TS-002229 — Adeno-associated virus vectors (AAV) are used to deliver normal copies of genes or therapies to a targeted tissue or organ as treatment for many genetic disorders. Researchers at Nationwide Children’s Hospital created a process that will improve the production process for AAV viral vectors in flatware and bioreactors for suspension and adherent cells. They performed placid transfection prior to seeding into the tissue culture flasks which decreased the incubation time for cells in the bioreactor and yielded a higher crude AAV viral vector yield by 8-10-fold. Therefore, this process will reduce production time and costs of production.

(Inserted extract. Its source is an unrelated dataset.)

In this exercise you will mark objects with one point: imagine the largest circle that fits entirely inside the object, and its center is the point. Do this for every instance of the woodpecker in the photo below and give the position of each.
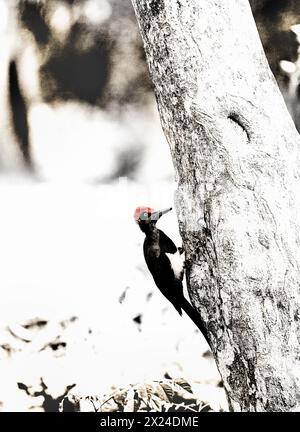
(165, 263)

TS-002225 — Gene therapy researchers at Nationwide Children’s Hospital created an AAV medicated gene therapy for the treatment of neurological, neuromuscular and muscular disorders like SCN2A, Duchenne Muscular Dystrophy, Pitt Hopkins Syndrome, etc. Their therapy suggests using AAV gene therapy to deliver tRNA to read through premature stop codons caused by missense mutations preventing protein truncation. Multiple tRNAs will be inserted in an AAV construct to target multiple mutations. The therapy will effectively deliver genes of interest to the target cell types and can be adapted to other disorders through changing serotypes to switch targeted cell types.

TS-002224 — Researchers at Nationwide Children’s Hospital developed a new technology to regulate gene expression. They propose utilizing U7 small nuclear RNA with a tail will attract endogenous activator or pressor proteins. The U7 small RNA will guide RNAs to bind to promoter sequences to alter gene expression by blocking activator or repressor elements in promoters. The attached tail will consist of specific binding sequences recognized by the repressor or activator proteins attracting them to the intended promoter for its regulation.